I experienced a similar mental state when I was a teenager and lived by myself after my parents divorced in (my) high school. There was a short period when I played in a band and had a bohemian lifestyle. I enjoyed it but I had difficulty getting a good night sleep.Plus, my appetite was not that great either.

Then I had join the army, where I spent 20 months. I didn’t enjoy it and I felt it was a waste of time (which mostly was), but I managed to shape up and reflect on my future. Despite my artistic personality, I decided to pursue a different career where I could be more analytic and organized, on the one hand, and to get married and have a stable family on the other.

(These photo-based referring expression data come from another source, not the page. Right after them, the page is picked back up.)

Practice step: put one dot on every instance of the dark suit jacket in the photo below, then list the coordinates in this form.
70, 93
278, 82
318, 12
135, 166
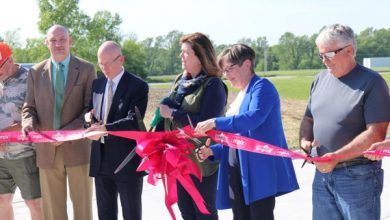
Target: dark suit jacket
105, 158
38, 109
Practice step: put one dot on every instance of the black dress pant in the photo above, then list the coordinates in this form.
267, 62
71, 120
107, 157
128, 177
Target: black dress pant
130, 191
262, 209
207, 188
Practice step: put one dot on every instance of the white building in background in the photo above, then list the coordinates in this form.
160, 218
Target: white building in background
376, 62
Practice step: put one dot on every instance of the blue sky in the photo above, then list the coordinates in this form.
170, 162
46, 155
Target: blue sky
225, 21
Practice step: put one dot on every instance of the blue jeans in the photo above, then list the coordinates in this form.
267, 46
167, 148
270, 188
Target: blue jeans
349, 193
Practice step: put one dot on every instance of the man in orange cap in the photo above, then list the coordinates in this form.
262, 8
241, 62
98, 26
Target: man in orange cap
17, 160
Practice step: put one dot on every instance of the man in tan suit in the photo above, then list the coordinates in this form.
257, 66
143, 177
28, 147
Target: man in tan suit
58, 96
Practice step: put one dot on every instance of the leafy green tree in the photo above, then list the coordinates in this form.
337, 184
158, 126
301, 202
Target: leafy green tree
135, 58
34, 52
291, 50
172, 44
373, 43
87, 34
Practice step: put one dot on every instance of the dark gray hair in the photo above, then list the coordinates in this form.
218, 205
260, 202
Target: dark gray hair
338, 34
237, 54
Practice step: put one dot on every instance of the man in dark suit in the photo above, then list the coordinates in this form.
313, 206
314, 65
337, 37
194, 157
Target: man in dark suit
58, 96
114, 98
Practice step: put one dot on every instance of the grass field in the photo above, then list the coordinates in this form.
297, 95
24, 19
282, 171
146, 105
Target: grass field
293, 90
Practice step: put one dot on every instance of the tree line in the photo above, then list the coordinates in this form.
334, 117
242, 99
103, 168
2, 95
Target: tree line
160, 55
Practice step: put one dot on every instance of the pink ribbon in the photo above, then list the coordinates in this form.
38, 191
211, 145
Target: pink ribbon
165, 155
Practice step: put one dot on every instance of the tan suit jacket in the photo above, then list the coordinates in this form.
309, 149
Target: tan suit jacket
38, 109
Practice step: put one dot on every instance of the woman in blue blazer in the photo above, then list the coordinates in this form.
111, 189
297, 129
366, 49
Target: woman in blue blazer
249, 182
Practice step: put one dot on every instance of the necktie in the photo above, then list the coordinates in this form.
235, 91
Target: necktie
108, 101
59, 86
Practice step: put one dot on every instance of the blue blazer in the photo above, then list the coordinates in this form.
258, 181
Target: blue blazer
262, 175
131, 91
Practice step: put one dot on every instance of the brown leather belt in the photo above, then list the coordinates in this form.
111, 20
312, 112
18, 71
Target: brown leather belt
351, 163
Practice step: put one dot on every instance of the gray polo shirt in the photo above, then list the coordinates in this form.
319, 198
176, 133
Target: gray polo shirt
342, 107
12, 96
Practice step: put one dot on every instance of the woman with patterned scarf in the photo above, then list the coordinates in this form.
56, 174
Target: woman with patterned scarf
198, 94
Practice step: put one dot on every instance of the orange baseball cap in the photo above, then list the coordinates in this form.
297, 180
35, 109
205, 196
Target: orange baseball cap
5, 52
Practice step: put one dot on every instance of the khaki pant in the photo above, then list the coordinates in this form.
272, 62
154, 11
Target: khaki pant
54, 190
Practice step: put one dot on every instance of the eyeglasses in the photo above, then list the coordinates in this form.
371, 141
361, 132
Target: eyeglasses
331, 54
228, 69
5, 61
109, 64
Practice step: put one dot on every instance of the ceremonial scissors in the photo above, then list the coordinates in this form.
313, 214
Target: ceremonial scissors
199, 143
308, 154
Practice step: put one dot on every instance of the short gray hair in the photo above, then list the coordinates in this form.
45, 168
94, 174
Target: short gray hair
237, 54
339, 34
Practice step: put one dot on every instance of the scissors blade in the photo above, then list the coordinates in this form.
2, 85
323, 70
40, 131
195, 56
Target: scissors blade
125, 161
138, 115
196, 140
190, 121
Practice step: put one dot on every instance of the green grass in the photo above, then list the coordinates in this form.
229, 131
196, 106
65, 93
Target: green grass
161, 79
296, 86
306, 72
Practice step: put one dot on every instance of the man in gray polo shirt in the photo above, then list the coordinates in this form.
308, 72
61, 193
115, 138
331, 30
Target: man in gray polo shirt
348, 110
17, 160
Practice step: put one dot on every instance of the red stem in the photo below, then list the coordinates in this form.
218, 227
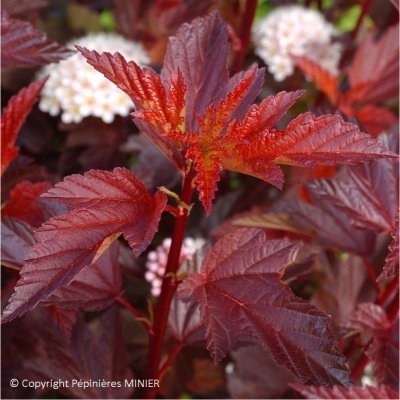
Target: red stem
168, 288
143, 320
358, 369
388, 291
372, 276
364, 10
247, 22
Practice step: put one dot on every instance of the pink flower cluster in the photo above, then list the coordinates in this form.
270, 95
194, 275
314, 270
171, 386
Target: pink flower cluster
157, 260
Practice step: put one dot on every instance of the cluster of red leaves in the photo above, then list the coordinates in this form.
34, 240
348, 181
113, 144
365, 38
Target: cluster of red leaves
214, 124
372, 77
203, 120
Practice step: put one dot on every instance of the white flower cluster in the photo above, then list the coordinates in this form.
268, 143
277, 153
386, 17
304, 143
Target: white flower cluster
78, 90
157, 260
296, 31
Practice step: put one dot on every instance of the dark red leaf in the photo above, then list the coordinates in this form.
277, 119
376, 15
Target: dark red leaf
331, 226
339, 392
24, 46
65, 318
185, 322
94, 288
374, 72
106, 205
328, 140
391, 267
376, 119
368, 194
88, 356
16, 239
13, 118
256, 375
23, 203
200, 51
384, 348
341, 283
240, 294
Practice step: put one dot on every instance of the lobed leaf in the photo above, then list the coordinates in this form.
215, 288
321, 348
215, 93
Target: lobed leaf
325, 80
16, 239
391, 267
374, 71
200, 51
384, 348
105, 204
339, 392
23, 203
14, 114
327, 140
24, 46
240, 294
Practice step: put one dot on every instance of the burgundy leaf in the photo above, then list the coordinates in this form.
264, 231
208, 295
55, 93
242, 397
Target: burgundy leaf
369, 194
87, 356
16, 239
339, 392
65, 318
23, 203
94, 288
200, 51
342, 282
331, 226
185, 322
248, 379
240, 294
384, 348
106, 205
13, 118
24, 46
328, 140
391, 267
374, 72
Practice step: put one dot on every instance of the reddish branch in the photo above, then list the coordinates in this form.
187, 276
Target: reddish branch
168, 288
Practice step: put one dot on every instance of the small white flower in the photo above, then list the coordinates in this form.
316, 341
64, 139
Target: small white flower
77, 90
295, 31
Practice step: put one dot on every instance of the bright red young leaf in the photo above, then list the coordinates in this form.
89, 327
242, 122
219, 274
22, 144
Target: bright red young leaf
339, 392
240, 295
374, 71
201, 111
13, 118
23, 203
384, 348
24, 46
391, 267
16, 239
325, 80
105, 204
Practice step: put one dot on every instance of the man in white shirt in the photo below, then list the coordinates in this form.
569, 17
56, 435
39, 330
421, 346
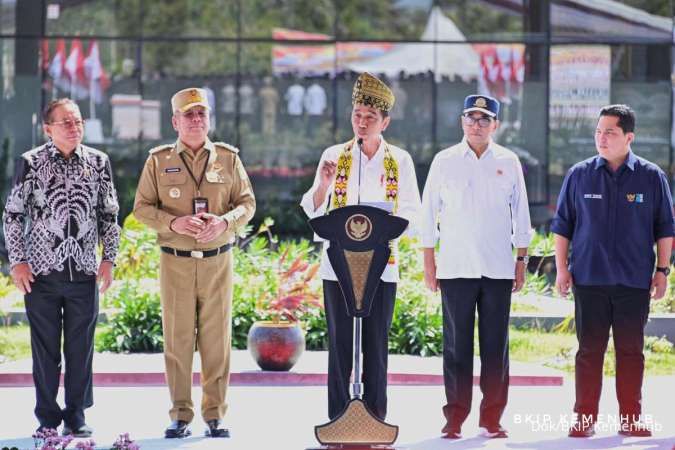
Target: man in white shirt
475, 205
294, 97
364, 169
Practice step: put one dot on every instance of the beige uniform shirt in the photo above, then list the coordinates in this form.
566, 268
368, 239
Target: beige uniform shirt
166, 191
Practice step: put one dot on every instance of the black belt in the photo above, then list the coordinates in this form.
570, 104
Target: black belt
197, 253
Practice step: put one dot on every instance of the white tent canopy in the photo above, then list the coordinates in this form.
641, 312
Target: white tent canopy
443, 59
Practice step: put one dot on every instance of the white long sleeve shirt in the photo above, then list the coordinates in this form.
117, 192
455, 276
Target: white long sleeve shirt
373, 184
478, 209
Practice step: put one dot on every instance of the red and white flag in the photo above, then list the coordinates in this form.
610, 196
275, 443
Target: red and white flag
95, 73
74, 68
56, 67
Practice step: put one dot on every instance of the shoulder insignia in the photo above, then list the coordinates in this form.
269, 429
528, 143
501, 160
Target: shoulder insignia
229, 147
159, 148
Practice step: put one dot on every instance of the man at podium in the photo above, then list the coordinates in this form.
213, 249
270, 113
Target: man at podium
366, 169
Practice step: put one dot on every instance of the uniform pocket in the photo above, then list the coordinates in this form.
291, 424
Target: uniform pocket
172, 179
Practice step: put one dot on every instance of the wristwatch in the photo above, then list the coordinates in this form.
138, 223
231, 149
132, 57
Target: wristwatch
664, 270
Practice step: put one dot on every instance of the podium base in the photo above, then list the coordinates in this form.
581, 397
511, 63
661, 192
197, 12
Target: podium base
354, 447
356, 426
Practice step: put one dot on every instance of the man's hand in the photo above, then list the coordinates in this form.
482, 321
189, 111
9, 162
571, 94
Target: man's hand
563, 280
214, 226
22, 276
430, 269
328, 169
519, 280
659, 285
104, 276
188, 225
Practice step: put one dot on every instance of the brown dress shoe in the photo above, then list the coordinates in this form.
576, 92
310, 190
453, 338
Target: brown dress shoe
634, 429
582, 428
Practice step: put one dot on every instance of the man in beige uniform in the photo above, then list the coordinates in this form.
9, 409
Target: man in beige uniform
195, 193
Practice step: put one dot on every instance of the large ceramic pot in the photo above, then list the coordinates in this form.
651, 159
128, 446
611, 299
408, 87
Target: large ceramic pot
276, 346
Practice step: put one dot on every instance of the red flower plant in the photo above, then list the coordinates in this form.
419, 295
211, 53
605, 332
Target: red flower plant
293, 295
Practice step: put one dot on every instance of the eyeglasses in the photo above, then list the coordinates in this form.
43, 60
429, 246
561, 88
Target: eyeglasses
191, 114
69, 123
483, 122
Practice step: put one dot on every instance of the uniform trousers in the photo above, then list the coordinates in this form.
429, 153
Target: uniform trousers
57, 307
625, 311
461, 298
196, 296
375, 348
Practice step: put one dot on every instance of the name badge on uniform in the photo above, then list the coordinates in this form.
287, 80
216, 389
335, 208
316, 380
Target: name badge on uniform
200, 205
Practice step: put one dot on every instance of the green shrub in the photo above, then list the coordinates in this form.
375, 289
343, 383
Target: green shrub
138, 255
658, 345
417, 325
137, 324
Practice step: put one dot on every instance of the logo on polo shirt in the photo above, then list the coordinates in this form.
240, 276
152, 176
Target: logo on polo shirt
635, 198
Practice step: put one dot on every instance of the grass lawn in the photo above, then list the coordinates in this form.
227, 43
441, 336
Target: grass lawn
14, 343
557, 350
554, 350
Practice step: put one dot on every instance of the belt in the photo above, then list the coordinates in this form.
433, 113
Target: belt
199, 254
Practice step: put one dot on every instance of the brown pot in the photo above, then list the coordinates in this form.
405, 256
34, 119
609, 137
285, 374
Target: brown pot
276, 346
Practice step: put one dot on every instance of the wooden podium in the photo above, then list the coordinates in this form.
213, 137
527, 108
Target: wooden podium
359, 251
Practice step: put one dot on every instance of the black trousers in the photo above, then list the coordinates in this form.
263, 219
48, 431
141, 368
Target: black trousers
625, 310
375, 348
461, 297
55, 307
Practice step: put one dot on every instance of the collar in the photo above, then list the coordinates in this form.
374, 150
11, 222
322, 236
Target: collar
208, 145
630, 161
55, 153
379, 153
466, 150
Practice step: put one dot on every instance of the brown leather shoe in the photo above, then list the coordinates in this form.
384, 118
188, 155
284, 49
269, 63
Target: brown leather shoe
214, 430
583, 428
494, 432
634, 429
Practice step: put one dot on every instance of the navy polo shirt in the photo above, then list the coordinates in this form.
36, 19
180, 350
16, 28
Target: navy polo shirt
613, 220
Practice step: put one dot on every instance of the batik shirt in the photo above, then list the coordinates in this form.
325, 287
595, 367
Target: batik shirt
59, 209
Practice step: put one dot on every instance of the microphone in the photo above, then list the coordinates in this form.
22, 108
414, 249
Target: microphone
358, 196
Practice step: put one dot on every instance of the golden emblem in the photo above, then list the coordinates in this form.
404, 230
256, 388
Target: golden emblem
358, 227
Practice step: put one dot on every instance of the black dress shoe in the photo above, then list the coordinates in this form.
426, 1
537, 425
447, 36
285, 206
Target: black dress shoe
494, 432
583, 428
451, 432
177, 429
83, 430
634, 429
214, 430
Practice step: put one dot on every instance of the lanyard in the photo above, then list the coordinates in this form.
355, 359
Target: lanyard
201, 178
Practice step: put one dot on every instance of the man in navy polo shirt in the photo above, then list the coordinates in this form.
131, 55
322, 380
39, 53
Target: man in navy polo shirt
612, 208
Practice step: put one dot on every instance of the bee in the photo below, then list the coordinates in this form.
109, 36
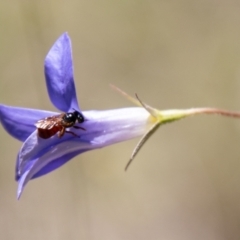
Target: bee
49, 126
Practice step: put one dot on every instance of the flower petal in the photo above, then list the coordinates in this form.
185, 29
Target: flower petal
19, 122
39, 156
59, 75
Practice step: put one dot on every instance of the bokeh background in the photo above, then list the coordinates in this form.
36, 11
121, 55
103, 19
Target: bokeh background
185, 183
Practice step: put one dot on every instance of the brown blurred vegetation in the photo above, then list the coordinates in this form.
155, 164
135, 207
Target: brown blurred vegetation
185, 183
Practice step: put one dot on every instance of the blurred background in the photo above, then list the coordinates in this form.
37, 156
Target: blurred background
184, 184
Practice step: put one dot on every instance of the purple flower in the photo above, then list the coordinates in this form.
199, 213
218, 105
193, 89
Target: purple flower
39, 156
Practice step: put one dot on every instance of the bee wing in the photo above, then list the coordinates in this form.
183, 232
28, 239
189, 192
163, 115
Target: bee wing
49, 122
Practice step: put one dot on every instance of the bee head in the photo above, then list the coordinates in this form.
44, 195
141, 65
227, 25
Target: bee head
79, 116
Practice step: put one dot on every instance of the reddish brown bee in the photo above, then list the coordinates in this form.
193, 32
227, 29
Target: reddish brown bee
49, 126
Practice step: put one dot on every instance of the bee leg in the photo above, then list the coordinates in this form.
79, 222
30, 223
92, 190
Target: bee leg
77, 127
74, 134
61, 132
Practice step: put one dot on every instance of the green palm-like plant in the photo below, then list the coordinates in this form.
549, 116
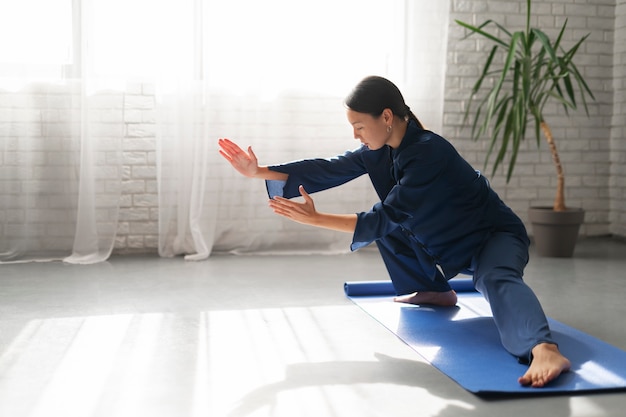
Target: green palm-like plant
534, 72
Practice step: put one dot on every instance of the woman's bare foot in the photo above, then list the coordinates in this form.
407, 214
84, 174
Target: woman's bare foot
445, 299
547, 365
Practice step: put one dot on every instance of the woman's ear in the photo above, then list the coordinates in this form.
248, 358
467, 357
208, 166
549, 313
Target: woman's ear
387, 116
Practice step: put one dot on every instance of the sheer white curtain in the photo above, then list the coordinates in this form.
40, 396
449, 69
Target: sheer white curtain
60, 139
271, 74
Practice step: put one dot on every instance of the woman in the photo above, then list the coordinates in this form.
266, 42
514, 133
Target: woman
436, 217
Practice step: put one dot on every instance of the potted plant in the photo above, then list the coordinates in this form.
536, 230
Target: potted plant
533, 71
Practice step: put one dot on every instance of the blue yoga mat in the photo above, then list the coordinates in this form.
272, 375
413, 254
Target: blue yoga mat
463, 343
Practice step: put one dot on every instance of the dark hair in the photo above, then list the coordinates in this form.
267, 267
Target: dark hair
375, 94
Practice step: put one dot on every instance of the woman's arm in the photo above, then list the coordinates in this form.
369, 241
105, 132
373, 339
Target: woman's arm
246, 163
306, 213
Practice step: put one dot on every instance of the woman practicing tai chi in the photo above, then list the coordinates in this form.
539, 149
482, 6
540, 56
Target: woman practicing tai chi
436, 217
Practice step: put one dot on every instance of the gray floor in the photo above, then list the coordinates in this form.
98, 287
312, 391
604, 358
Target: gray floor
259, 336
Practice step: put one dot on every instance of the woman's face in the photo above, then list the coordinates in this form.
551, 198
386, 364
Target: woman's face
370, 130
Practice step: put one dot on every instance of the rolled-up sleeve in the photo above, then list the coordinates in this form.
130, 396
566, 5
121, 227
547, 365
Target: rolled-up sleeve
316, 174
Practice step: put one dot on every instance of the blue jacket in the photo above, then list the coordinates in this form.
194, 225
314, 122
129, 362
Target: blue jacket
427, 190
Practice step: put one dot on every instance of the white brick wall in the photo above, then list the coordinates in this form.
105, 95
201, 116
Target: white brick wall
594, 152
584, 144
618, 131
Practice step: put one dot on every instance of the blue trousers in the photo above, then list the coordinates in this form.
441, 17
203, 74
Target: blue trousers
497, 272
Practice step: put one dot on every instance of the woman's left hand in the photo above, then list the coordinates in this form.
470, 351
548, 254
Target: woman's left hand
304, 213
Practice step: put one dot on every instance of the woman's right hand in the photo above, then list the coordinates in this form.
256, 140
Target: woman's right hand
244, 162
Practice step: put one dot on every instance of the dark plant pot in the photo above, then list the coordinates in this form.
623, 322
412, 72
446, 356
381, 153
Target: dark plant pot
555, 232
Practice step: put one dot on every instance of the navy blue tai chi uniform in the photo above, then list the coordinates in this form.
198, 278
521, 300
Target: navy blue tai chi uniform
437, 217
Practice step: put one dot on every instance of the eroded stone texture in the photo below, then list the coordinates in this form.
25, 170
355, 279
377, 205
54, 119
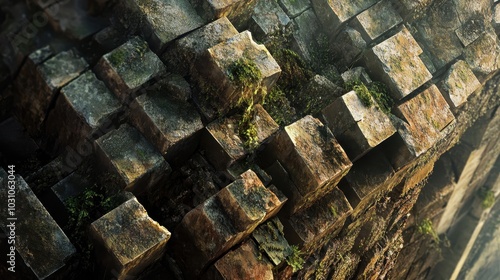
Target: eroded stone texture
46, 76
396, 62
182, 54
171, 125
128, 240
458, 84
312, 157
357, 127
222, 221
40, 242
126, 153
128, 67
83, 107
162, 21
214, 73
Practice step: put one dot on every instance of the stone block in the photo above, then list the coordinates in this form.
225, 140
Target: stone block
312, 157
128, 68
162, 21
333, 14
396, 62
129, 224
40, 242
47, 76
223, 143
268, 18
126, 153
84, 107
377, 20
458, 84
220, 86
181, 55
357, 127
171, 125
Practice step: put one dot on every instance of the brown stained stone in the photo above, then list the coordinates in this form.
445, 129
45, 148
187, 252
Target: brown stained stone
40, 242
458, 84
396, 61
128, 224
183, 52
219, 93
126, 153
46, 76
128, 67
171, 125
312, 157
357, 127
244, 262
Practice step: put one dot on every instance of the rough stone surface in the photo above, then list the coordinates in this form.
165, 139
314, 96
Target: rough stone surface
129, 223
126, 153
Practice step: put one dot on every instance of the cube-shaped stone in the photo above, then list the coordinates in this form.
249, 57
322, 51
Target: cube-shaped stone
128, 67
458, 84
223, 67
46, 76
333, 14
223, 143
84, 107
357, 127
396, 62
181, 55
129, 224
171, 125
312, 156
162, 21
377, 20
137, 163
39, 241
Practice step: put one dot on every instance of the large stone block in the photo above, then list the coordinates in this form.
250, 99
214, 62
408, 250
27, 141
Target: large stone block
126, 153
357, 127
46, 75
162, 21
396, 62
221, 67
312, 157
39, 241
128, 67
171, 125
183, 52
84, 107
458, 84
128, 224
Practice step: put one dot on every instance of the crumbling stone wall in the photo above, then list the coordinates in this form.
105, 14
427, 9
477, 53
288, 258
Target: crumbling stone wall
196, 139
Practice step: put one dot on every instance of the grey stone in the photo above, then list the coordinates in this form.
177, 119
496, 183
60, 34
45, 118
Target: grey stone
128, 67
126, 153
129, 223
40, 242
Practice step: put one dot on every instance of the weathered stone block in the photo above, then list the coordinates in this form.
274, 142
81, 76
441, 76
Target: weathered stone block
40, 242
396, 61
357, 127
47, 76
83, 107
312, 156
458, 84
377, 20
126, 153
171, 125
333, 14
128, 67
183, 52
218, 82
162, 21
129, 223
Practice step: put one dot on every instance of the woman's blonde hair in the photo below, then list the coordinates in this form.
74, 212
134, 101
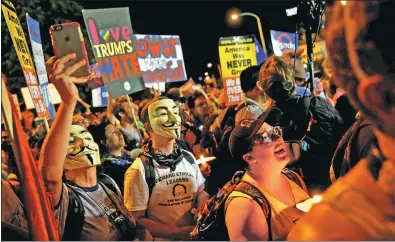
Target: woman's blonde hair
281, 73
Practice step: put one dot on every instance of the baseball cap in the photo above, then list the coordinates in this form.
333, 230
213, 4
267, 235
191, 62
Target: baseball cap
241, 138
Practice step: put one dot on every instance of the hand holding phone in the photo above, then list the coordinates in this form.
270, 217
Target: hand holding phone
67, 39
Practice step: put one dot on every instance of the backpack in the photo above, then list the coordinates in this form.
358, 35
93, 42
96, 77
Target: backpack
326, 126
223, 168
76, 213
345, 157
211, 220
149, 170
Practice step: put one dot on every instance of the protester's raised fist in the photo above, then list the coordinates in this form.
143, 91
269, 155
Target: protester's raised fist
60, 76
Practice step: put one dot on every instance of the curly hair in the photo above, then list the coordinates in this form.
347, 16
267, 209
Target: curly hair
276, 78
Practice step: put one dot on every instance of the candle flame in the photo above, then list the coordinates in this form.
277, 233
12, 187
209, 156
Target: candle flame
317, 198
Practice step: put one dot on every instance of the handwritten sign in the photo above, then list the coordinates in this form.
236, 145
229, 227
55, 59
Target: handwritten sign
22, 50
283, 41
110, 33
160, 58
53, 93
235, 54
38, 55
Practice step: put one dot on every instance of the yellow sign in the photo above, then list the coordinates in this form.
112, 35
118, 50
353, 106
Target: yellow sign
319, 50
25, 59
235, 54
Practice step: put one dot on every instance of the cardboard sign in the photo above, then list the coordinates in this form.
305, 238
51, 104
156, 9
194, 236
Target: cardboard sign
283, 41
54, 94
99, 97
16, 102
319, 50
38, 55
160, 58
110, 33
235, 54
22, 50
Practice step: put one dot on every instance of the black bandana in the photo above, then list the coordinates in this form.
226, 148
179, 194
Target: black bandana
163, 159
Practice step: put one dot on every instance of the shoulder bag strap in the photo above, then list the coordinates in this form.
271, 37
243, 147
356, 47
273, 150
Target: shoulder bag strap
252, 191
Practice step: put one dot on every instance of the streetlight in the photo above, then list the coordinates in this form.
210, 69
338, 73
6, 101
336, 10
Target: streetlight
236, 16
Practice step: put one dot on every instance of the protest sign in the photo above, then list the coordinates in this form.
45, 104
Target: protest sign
110, 33
22, 50
99, 97
38, 55
235, 54
162, 86
160, 58
319, 50
53, 93
283, 41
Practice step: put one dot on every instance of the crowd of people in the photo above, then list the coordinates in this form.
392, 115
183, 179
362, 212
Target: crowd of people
136, 169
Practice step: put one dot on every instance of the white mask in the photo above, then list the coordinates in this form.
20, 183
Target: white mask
83, 151
164, 118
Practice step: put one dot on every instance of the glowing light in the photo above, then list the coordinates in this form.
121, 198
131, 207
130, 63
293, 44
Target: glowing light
292, 11
234, 16
317, 198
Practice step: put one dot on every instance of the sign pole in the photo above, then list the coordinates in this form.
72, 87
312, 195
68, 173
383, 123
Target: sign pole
46, 124
134, 117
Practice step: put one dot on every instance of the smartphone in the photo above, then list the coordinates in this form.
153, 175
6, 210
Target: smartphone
66, 39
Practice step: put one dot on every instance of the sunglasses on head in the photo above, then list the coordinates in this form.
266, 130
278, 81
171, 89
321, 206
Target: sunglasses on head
268, 137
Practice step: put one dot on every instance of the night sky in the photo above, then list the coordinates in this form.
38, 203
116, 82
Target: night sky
201, 23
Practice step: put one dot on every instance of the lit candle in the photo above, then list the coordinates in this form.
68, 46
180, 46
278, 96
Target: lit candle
306, 205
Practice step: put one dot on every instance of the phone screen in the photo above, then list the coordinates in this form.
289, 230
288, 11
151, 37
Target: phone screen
66, 39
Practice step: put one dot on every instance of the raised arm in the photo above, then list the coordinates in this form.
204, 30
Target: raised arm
56, 143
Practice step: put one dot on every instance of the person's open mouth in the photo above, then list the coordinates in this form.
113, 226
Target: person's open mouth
171, 125
280, 151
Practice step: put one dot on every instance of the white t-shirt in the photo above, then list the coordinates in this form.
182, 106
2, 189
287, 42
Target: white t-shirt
173, 195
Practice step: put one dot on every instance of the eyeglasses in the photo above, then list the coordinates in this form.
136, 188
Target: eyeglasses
202, 104
267, 137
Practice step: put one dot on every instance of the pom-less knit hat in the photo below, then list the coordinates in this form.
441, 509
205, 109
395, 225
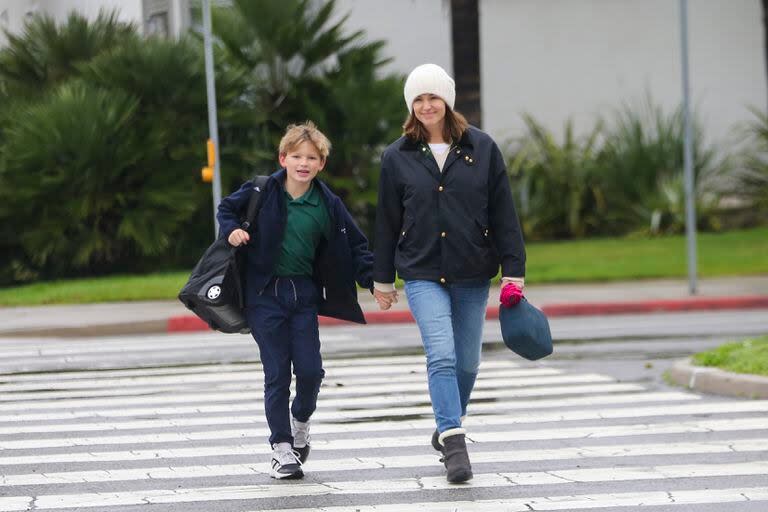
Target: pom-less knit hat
429, 79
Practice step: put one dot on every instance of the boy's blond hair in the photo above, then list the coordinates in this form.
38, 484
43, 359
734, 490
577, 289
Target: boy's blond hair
295, 134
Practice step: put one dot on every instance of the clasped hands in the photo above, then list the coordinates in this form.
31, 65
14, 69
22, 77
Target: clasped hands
385, 299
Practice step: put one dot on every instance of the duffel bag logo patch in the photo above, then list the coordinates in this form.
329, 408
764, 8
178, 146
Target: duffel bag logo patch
214, 292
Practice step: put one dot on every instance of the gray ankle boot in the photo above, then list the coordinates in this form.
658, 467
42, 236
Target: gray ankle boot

After the military service, I became self-employed. I went to university while I was married. I did post-university studies as well, just for the fun of it. It’s been hard work all this time, but I have a balanced lifestyle. I still show the “short sleep” syndrome, but my mind and my personality are one.

Not to say your experience isn’t valid, nor wasn’t difficult, Placebo, but I’m not really talking about a phase I’m going through. This is my regular state. I don’t think this duality is reconcilable, because it just is.

I don’t deny it. I’m simply suggesting it may be enhanced by a certain lifestyle that has become the substrate of the state you describe.